No. 12 MemoFROM: The Division of Human Engineering
By now you’re wondering if Extension 765 even exists anymore. Well, I’m here to tell you: barely. The entire company was wiped out by the flu starting in December. It all began when Mr/Dr Soderbergh showed up in the office one day blowing his nose and touching everything, and within days we were dropping like outdated satellites. I’ll tell you, they’re making these new diseases better than ever, and when Mr/Dr Soderbergh talked to some people he worked with at the CDC on CONTAGION about how to handle our little pandemic, they told him to burn everything and move offices—which we did! It was quite a pain in the ass, but when we finished last week Mr/Dr Soderbergh gave us all t-shirts that said YOU’LL NEVER COUGH ALONE. So that kind of made it all worthwhile.

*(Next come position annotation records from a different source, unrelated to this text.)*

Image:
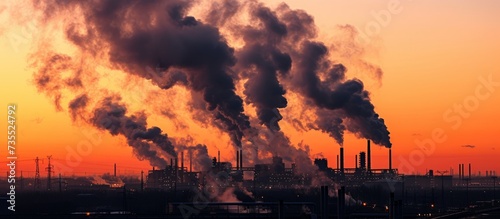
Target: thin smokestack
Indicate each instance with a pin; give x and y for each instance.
(463, 171)
(142, 180)
(342, 160)
(241, 159)
(190, 161)
(182, 166)
(390, 160)
(182, 160)
(459, 171)
(368, 154)
(470, 171)
(237, 160)
(338, 163)
(356, 161)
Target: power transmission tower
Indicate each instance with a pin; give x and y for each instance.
(49, 173)
(37, 174)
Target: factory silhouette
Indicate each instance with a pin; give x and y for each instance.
(265, 190)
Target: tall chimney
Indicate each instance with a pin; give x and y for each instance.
(237, 160)
(356, 161)
(459, 171)
(390, 160)
(142, 180)
(342, 160)
(463, 171)
(182, 160)
(190, 161)
(470, 172)
(241, 159)
(182, 166)
(338, 165)
(368, 154)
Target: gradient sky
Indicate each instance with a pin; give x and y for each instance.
(433, 55)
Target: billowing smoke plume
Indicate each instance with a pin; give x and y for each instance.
(261, 60)
(332, 94)
(110, 115)
(136, 34)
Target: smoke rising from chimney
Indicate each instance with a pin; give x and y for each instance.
(279, 54)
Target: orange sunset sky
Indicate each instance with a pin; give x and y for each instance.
(440, 84)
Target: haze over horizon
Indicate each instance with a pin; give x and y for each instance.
(100, 89)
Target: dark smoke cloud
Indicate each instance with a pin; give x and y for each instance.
(279, 55)
(333, 93)
(109, 115)
(136, 34)
(469, 146)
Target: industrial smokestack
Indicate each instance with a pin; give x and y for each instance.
(356, 161)
(459, 171)
(463, 171)
(182, 160)
(390, 160)
(368, 154)
(340, 203)
(237, 160)
(142, 180)
(470, 171)
(182, 166)
(342, 160)
(338, 163)
(241, 159)
(190, 161)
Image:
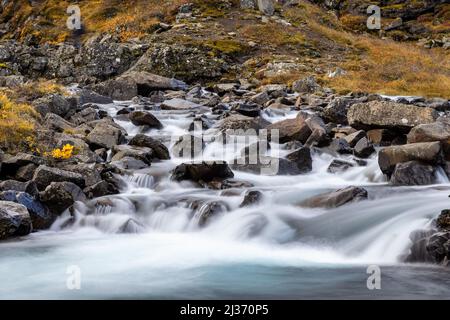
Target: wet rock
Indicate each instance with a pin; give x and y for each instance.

Now, on to business (or at least things that are more fun to discuss than fluorescent snot). We’ve got TWO new t-shirts for sale, and TWO new SDR posts, and an update on Singani 63 that you can check out on the booze page. To get a sense of the level of excitement around here, Mr/Dr Soderbergh keeps walking around saying THIS IS OUR YEAR! (although Olestra Bluray insists he’s actually saying THIS IS HOW NEAR, which is a much darker interpretation. She’s under a lot of pressure). Me, I’m just glad to be able to breathe without feeling like there’s a Ford F-150 parked on my chest.